Looking at the demographics you might suppose that there's a lot of bias and discrimination but it couldn't be further the truth. We just have lot of mobility and many options for salary increases without 'climbing the ladder' so everyone individually wound up where they wanted to be.

2 comments

>>In my office almost all of the management positions are filed by women while almost all the technical people are men.

This again creates a new problem of 'Smart engineers' Vs 'Dumb managers'. To a point eventually you get to reducing management to routine supervision work.

In the past I have seen a situation where a program manager was routinely pissed because he was barely able to understand what engineers were talking about. After routinely under estimating time estimates he came to a point where the entire argument on him could be reduced to a rude statement: 'Why don't you stick to your spreadsheet cell filling work, and let us engineers do real work. Work that matters isn't your cup of tea'

I can see where this would go in case of women managers.
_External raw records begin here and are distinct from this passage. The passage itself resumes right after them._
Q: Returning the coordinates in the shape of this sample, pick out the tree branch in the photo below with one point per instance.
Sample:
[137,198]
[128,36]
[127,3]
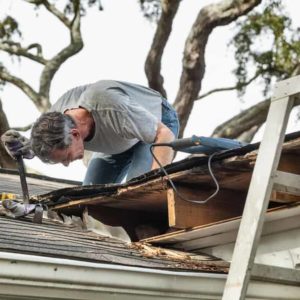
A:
[23,86]
[163,31]
[75,45]
[209,17]
[227,88]
[248,119]
[16,49]
[51,8]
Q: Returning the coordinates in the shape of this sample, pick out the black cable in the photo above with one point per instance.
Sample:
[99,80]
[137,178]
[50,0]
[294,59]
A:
[172,183]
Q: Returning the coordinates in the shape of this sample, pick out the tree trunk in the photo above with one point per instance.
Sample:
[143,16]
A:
[163,31]
[209,17]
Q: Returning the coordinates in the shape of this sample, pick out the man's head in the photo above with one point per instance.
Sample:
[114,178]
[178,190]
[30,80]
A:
[56,139]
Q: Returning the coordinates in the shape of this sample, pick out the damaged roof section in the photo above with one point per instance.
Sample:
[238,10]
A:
[53,239]
[151,196]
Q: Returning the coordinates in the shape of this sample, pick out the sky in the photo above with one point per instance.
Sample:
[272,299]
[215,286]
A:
[117,41]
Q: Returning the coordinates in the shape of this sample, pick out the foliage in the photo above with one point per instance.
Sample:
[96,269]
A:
[69,8]
[9,29]
[267,41]
[151,9]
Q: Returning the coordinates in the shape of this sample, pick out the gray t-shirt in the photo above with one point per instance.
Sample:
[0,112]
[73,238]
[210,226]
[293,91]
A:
[124,113]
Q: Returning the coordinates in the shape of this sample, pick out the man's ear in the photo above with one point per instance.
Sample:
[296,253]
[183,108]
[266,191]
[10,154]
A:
[75,132]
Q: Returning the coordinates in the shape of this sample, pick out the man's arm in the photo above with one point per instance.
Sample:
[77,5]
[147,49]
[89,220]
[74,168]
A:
[163,154]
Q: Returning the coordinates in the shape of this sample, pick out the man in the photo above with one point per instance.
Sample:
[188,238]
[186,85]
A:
[118,121]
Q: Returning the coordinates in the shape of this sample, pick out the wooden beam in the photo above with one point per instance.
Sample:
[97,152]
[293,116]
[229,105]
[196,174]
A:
[183,214]
[284,197]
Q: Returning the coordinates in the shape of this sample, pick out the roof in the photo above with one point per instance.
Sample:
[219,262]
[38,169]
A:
[146,200]
[61,241]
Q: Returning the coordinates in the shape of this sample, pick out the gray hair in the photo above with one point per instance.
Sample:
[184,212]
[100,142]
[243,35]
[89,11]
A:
[51,131]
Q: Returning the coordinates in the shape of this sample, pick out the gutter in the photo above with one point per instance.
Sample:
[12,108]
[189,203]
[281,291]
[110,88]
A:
[34,277]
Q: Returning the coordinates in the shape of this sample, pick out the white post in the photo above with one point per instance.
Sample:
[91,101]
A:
[257,199]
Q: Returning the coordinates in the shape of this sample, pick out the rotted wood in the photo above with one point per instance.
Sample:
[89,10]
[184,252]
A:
[183,214]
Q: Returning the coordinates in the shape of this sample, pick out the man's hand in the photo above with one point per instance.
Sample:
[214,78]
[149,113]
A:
[16,144]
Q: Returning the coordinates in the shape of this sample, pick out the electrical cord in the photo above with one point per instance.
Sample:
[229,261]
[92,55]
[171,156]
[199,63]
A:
[172,183]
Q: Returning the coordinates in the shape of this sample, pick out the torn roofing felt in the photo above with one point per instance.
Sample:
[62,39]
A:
[66,195]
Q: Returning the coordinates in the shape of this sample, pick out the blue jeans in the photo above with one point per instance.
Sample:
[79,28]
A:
[107,168]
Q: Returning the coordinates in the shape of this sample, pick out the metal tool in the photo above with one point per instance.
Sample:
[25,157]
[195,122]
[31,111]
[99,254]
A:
[207,145]
[38,213]
[23,179]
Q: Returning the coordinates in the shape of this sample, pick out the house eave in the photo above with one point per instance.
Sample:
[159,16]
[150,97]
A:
[33,277]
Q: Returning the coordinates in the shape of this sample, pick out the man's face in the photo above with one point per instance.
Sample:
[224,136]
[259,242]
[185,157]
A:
[73,152]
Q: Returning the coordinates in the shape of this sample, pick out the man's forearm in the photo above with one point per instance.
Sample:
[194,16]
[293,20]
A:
[163,154]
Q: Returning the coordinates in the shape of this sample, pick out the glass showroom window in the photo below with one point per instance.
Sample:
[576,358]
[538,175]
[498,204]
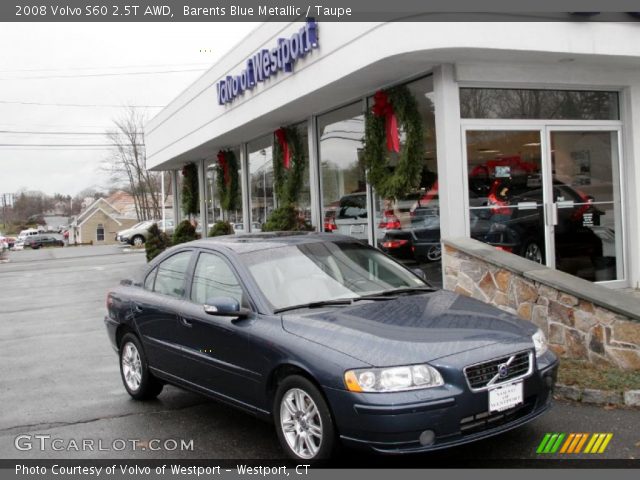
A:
[344,197]
[547,192]
[262,197]
[100,233]
[408,227]
[215,211]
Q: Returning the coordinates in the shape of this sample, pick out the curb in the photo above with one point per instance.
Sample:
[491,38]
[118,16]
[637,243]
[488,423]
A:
[628,398]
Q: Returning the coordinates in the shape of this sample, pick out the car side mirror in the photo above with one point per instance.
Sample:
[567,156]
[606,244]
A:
[225,307]
[419,272]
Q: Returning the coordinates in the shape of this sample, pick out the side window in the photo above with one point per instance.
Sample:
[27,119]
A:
[148,282]
[171,273]
[214,278]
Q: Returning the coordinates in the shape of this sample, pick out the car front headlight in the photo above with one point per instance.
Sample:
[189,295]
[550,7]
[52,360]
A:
[392,379]
[539,342]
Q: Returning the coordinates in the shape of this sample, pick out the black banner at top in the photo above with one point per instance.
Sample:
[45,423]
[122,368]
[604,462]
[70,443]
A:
[325,10]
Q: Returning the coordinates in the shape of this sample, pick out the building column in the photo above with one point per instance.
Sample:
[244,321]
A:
[452,184]
[176,198]
[245,187]
[203,199]
[315,177]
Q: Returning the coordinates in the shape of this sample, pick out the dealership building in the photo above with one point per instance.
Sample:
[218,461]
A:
[530,135]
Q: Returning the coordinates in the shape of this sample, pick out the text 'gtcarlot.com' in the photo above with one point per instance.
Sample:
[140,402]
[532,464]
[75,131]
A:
[47,442]
[160,470]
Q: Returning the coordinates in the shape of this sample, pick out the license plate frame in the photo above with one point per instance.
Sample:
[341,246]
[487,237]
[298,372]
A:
[505,397]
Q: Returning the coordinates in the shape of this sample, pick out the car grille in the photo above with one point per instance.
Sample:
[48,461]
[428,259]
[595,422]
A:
[499,370]
[486,421]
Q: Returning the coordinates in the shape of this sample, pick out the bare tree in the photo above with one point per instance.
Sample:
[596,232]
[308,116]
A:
[128,164]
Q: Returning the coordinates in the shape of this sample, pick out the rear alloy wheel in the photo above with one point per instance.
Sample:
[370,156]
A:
[303,421]
[137,379]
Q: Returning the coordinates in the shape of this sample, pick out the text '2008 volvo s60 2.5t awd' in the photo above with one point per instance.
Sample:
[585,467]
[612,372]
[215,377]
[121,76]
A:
[330,339]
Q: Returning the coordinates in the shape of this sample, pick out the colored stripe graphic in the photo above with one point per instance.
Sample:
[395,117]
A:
[573,443]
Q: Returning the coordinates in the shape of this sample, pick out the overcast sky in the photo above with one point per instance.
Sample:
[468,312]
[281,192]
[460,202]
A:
[89,64]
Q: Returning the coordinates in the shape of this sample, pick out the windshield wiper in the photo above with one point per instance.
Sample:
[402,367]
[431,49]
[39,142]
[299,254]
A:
[322,303]
[399,291]
[336,302]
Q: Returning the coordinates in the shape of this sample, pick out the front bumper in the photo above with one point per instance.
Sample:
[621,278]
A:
[393,423]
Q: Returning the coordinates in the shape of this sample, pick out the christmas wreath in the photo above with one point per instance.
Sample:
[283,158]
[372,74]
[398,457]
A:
[288,165]
[227,179]
[190,191]
[392,110]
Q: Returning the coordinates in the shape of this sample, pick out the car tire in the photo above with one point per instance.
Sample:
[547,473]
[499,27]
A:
[137,241]
[434,253]
[531,250]
[134,370]
[303,421]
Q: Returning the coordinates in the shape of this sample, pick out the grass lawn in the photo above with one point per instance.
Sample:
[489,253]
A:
[586,375]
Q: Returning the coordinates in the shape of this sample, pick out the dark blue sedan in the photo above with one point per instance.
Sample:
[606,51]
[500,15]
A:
[330,339]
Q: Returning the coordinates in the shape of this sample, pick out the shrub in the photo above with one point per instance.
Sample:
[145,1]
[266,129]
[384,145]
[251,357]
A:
[156,243]
[286,218]
[221,228]
[184,232]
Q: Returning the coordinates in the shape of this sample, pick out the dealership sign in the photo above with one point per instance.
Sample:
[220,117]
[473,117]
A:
[266,63]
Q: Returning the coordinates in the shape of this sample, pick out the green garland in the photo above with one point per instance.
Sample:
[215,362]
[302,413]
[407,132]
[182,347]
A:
[228,190]
[190,190]
[289,182]
[390,182]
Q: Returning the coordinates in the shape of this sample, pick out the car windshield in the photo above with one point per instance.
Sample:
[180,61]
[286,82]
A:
[325,271]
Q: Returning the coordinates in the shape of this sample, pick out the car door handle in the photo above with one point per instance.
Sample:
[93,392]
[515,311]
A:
[185,323]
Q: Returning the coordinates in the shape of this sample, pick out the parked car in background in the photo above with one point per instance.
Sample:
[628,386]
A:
[29,232]
[9,241]
[513,224]
[256,227]
[43,240]
[138,234]
[331,340]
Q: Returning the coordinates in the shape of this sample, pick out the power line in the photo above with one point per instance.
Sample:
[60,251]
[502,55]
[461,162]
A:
[9,102]
[48,77]
[24,132]
[69,144]
[112,67]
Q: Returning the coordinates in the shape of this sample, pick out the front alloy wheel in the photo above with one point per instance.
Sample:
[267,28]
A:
[303,421]
[138,241]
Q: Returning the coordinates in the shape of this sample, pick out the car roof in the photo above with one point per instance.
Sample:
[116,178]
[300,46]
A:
[250,242]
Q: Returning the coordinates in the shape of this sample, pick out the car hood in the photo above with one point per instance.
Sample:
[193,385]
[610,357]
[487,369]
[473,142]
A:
[411,329]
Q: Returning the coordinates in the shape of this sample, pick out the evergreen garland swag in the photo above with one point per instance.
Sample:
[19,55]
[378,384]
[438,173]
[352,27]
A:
[389,181]
[190,191]
[227,182]
[288,181]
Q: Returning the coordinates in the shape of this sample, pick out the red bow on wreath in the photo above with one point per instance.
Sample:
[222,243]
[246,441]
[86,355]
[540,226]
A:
[281,136]
[222,161]
[383,108]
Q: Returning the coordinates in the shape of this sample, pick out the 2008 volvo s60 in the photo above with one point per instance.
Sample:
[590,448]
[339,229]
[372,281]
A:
[332,340]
In only some time, men would be accused of things like 'mansplaining'.

It sounds like your workplace doesn't suffer from the same issues addressed in the article. The women managers at Google were not being offered the same compensation increases, despite performing at or above the level of their male counterparts (all allegedly).

You shouldn't take it on faith that the women were being underpaid. The case will reveal what happened.

You also shouldn't derive from your experiences that just because you have only seen good outcomes, another workplace or team is similarly good. You only know what you actually know.